Wednesday 30 March saw an evening of celebration for everyone involved in the Youth@Play pilot programme. We had Barra Best (almost); we had tower building with LEGO and loose parts; we had the premiere of videos filmed in participating clubs; we even had the presentation of an Oscar! Most importantly of all, around 30 youth workers were the first ever to receive the OCNNI Level 3 Award Playwork in a Youth Work Setting, and 90 young leaders received their Playwork Principles OCN certificate.
Above are some of my play memories, and during the course of the Youth@Play programme leaders and young people talked about theirs, pointing out just how fantastic it was for us when we played, and how important it is for young people nowadays to get opportunities to do that too. We know that some people think play is what children and young people do when they have nothing better to do, but throughout the Youth@Play programme it was recognised that play is the better thing to do!
The night was about saying “well done” and “thank you” to all those who participated in the programme. It celebrated the impact that workers and young leaders have had on the play in each setting. We had already seen fantastic examples of it in Banbridge where junior leaders who had completed the Level 1 training were making play happen for the children and young people in the club that night! We heard from junior leaders in Belvoir on how they were adding to the play on offer there, and heard from young people in Nubia on their involvement in shaping what play happened that night in the club.
The Youth@Play pilot was about developing a model that would build on the play opportunities for the significant numbers of five to 13-year olds that attend youth settings. We saw first-hand from the videos how the leaders involved in the programme are facilitating more child-led play. A senior youth worker noted that the Youth@Play programme validated what some workers have been doing for years. We heard that play is more than just a time filler – it’s an activity of real value for children and young people, and we heard that child-led play rules and that young people are now let loose in their play!
A resource that will go alongside the model to support all staff working in play settings to enhance their play offer with the children is currently being refined. The Youth@Play team now look set to roll out part of that model over the course of the next year – a programme of training to full and part-time staff in voluntary and statutory youth settings right across Northern Ireland.
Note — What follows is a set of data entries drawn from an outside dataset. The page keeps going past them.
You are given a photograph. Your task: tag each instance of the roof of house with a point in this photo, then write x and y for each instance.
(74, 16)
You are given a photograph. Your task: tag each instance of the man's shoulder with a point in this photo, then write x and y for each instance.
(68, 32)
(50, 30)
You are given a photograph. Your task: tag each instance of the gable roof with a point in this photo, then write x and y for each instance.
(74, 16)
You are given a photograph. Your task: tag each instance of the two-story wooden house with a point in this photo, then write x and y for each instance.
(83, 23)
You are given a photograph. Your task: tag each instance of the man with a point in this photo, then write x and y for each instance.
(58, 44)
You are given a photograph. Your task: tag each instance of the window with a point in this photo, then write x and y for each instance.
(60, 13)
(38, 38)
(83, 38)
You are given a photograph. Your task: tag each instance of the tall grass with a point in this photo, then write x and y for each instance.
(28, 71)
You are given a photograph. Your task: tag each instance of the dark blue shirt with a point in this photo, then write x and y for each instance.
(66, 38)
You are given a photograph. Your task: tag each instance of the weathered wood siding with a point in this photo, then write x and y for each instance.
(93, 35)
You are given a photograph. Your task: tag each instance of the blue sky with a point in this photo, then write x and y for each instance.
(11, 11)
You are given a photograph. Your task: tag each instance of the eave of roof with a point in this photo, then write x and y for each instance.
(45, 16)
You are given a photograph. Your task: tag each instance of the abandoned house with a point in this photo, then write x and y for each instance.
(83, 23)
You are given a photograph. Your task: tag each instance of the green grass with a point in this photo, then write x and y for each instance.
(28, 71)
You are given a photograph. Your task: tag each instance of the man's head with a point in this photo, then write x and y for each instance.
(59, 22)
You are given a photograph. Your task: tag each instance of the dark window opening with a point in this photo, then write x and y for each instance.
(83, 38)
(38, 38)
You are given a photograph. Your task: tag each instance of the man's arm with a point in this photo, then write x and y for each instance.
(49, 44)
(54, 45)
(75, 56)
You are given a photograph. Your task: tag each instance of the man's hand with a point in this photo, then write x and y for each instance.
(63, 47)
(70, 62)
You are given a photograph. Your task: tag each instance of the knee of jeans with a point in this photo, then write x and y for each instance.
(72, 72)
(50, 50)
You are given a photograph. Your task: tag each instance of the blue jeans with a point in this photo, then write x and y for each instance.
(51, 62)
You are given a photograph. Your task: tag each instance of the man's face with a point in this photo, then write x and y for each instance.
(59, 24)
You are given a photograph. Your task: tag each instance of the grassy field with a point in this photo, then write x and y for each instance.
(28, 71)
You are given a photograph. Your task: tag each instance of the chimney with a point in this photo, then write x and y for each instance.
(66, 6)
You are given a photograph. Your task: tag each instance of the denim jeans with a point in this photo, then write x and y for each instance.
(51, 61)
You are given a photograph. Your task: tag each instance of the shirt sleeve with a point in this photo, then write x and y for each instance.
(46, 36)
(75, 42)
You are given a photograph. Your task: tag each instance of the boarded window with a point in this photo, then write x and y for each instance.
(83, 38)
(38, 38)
It is hoped that this will begin a process of establishing play, and the playwork curriculum, firmly in the youth settings’ offer, and thereby better meet the play needs of its members, particularly the younger ones.
Our thanks to the Education Authority for funding and supporting Youth@Play, to all those who participated in the training, and to my colleagues Maeve and Aisling who delivered the programme.
Play is the thing and the people who make it happen are modern day superheroes – in youth settings that was all those who got certificates on the night!